Just like he did in Charleston a year ago [he hit .281 in the first half with an .860 OPS and then hit .295 with 1.012 OPS in the second half] and in Tampa earlier this season [he hit .246 in the first 37 games before hitting .307 in his final 38 games], Bird is going to take his time adjusting in the short-term to have long-term success.

And while that may not be optimal for many onlookers, Bird and his coaches wouldn't have it any other way.

"He's learning how to hit," Thames said. "He's up here now learning the league, learning how guys are trying to pitch him. I've seen him take BP, he can put a charge into a ball. The power is there but he's a hitter.

"I think he's going to be a kid who hits for average and for power. I like what I see; a nice short stroke, compact, and he can put a charge into it. I'm not worried about the power.

"He's aggressive when he gets a pitch he knows he can hit and that's what you want to do -- you don't want to go up there swinging. He has a real good idea of what he's doing up there."

"That will come in time," Franklin added. "When you find out what pitchers are trying to do to you, what they're capable of doing to you, you'll have some history on these guys.
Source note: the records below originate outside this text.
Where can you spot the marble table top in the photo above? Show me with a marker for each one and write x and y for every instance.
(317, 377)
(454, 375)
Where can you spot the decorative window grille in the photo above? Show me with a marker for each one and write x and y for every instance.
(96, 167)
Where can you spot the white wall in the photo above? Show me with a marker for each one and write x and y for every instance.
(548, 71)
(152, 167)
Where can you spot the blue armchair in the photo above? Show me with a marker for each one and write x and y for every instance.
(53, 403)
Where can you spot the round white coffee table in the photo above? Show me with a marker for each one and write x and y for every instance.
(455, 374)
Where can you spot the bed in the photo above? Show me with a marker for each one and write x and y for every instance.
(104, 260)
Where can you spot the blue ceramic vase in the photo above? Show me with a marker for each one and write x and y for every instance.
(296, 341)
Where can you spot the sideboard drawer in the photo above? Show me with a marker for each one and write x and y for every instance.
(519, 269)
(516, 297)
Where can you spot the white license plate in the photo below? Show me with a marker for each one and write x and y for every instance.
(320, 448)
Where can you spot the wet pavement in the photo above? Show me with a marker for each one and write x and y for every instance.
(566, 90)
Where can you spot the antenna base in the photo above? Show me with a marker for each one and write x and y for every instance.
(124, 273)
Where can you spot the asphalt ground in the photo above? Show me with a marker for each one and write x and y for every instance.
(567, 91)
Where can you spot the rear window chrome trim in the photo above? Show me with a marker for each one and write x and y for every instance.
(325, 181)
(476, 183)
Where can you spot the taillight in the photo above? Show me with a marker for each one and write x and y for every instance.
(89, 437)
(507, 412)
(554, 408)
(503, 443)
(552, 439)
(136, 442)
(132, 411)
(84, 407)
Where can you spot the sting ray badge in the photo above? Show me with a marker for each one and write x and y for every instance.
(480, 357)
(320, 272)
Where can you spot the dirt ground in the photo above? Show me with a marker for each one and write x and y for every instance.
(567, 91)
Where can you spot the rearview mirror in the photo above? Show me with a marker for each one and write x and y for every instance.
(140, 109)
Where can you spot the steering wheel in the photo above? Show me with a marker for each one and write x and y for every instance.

Once you get to the big leagues you starting seeing these guys over and over again, and nothing is going to change much.

"I think the patience is good right now and over time I think he'll develop the skill of when he needs to be more aggressive. He's certainly going to hit for power, there's no question about that.

"I think [here] you're trying to figure out what kind of hitter you're going to be. Once you get there and you figure out what the pitchers are trying to do to you it will develop. I think the aggressiveness will come about.

"Let me give you an example. I think Brett Gardner is that perfect example. Greg certainly comes with power credentials right now, or some at least. I think he's got the chance to get a whole lot better."

In the end 'getting better' is what it's all about. And if there's one thing Bird has proven in his career thus far it is just give him the time to find his bearings and make the adjustments, and he will find a way to get better.

"Every level you go up the consistency just gets better and the quality of play is at a higher level," Bird said. "They're able to go out there and do it on a more consistent basis and you just have to adjust to it.

"I think the work I put in thus far let me hit the ground running and I think that's why I've had a little bit of success early. Obviously there's room to improve but it's been good so far.

"I was a little impatient in April, I'll be honest, but I'm right where I want to be now and where I need to be right now. I wanted to get here [to Double-A] at some point this year and I did that so I'm happy with where I'm at," he concluded.